Page 1 of 1

Need L7-Filter Help

Posted: Sat Sep 07, 2013 6:12 pm
by RaymondMeg
Hi, guys:

in china ,we have an IM software named "QQ". The login protocal is private .but a well know detail is :

A / UDP QQ Login protocol:

0x02 (first byte ,fixed)- 2bytes (Application Version) - 2bytes (commond send to server) - 2bytes (Sequence) - 4bytes(QQ number: big-endian,for example QQ number 342704420 is 146D4124 )

B/: TCP QQ Login Protocol: Add 2 bytes Packet length in udp protocol. such as

2bytes (packet length) - 0x02 (fixed)- 2bytes (Application Version) - 2bytes (commond send to server) - 2bytes (Sequence) - 4bytes(QQ number: big-endian,for example QQ number 342704420 is 146D4124 )

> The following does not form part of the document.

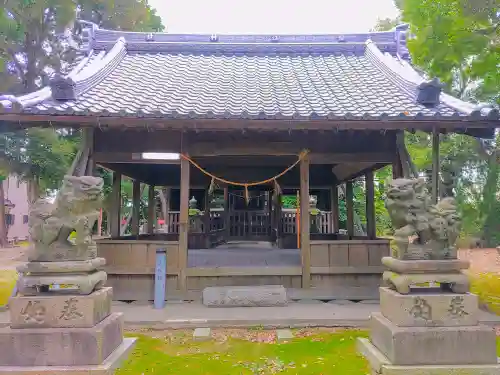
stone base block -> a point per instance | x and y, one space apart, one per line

I want permit special QQ number ,and forbbiden others. So ,i write 2 Layer 7 rules:
name: QQ342704420 regex : ^(\x02|.?.?\x02).?.?.?.?.?.?\x14\x6d\x41\$..+\x03$
name: QQTCPUDP regex : ^(\x02|.?.?\x02).?..?..?..?..?..?..?.?.?.?.?.?.?.?.+\x03$

I also have 2 filter rules in forward chain :

index 2 filter rule : permit QQ342704420 : if l7-protocol is QQ342704420 then accept.
index 3 filter rule : forbbiden other QQ : if l7-protocol is QQTCPUDP then drop.

But , " index 3 filter rule : forbbiden other QQ " always matched .

Is there any wrong with my L7-rule ?

Raymond

Re: Need L7-Filter Help

Posted: Mon Sep 09, 2013 5:46 am
by prince90s
try it like this:
1.first offline other QQ then login again.
2.disable the first rule.

Re: Need L7-Filter Help

Posted: Mon Sep 09, 2013 7:11 am
by RaymondMeg
try it like this:
1.first offline other QQ then login again.
2.disable the first rule.
yes,it will work ,and will offline all QQ client.

but ,I want permit special QQ number ,then forbidden others.